Extracellular matrix disturbances in acute myocardial infarction: relation between disease severity and matrix metalloproteinase-1, and effects of magnesium pretreatment on reperfusion injury.

The purpose of this paper is to clarify the relationship between cytokines, matrix metalloproteinase-1 (MMP-1) and severity of acute myocardial infarction (AMI). Additionally, to investigate whether magnesium (Mg) sulfate pretreatment inhibits myocardial damage in coronary reperfusion therapy for patients with AMI. At first, 34 patients with AMI were enrolled. Then, the patients were classified into 2 groups with or without congestive heart failure (CHF) (C group and NC group, respectively). Interleukin 6 (IL-6), MMP-1 and the hemodynamic parameters were measured. Second, 36 AMI patients treated with coronary reperfusion therapy were enrolled. Patients were divided into 2 groups (18 patients each) as the non-pretreated group (Control group) and the group pretreated with intravenous Mg sulfate (0.27 mmol/kg) (Mg group).
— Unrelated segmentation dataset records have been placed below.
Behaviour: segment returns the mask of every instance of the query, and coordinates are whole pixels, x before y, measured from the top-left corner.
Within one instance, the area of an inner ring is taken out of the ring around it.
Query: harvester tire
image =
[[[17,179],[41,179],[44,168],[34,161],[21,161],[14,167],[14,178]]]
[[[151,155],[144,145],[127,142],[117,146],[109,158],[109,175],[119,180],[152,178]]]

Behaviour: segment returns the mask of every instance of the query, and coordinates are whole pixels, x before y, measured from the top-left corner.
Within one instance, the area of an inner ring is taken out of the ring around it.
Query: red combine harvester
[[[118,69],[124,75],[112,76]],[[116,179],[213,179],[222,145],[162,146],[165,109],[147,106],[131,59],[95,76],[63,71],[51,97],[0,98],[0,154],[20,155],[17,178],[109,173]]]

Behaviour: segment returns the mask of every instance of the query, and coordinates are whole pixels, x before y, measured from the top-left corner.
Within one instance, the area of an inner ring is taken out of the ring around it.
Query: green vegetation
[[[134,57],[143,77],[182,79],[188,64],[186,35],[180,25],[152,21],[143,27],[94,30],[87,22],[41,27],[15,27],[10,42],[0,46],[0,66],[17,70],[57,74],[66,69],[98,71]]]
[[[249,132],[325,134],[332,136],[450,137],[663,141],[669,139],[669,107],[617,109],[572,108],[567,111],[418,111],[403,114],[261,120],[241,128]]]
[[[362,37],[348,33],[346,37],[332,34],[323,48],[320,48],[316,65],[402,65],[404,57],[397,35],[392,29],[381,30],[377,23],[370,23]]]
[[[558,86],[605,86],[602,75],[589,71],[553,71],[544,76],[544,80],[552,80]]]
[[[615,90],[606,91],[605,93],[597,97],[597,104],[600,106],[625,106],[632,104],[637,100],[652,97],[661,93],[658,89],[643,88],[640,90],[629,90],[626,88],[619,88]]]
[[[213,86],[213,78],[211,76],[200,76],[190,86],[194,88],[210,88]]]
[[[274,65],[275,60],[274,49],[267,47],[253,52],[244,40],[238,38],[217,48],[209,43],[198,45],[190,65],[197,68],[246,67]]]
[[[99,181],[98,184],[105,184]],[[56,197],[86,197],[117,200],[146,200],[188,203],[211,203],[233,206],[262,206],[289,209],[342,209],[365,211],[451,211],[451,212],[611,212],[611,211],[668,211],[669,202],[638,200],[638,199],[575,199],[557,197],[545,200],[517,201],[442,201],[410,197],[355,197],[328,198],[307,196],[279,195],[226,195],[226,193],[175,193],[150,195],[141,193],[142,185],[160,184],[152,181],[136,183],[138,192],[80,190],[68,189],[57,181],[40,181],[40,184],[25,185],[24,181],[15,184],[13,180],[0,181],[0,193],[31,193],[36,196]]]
IL-6, MMP-1 and the indexes of reperfusion injury were evaluated. There were positive correlations between peak MMP-1 level, and peak creatine kinase value and pulmonary capillary wedge pressure and peak IL-6 level (r = 0.43, r = 0.70, and r = 0.60, respectively) in all patients. There were negative correlations between peak MMP-1 level and left ventricular ejection fraction and cardiac index (r = - 0.52 and r = - 0.55, respectively). The peak blood IL-6 and MMP-1 level increased in AMI, particularly in patients with CHF (C group vs NC group; 130 vs 51 pg/mL and 37 vs 18 ng/mL, both p < 0.01). Additionally, peak IL-6 and peak MMP-1 in the Mg group were lower than those of the control group (39 vs 92 pg/mL and 16 vs 20 ng/mL, p < 0.05 and p = 0.09, respectively). The incidence of reperfusion injury including reperfusion arrhythmia and transient exacerbation of ST elevation in the Mg group was lower than that of control group (17 vs 78% and 2.5 vs 4.7 mm, p < 0.01 and p = 0.08, respectively). These results may suggest that the severity of AMI is reflected by the blood IL-6 and MMP-1 levels and that pretreatment with Mg administration protects the myocardium of patients with AMI from reperfusion injury induced by IL-6 and MMP-1.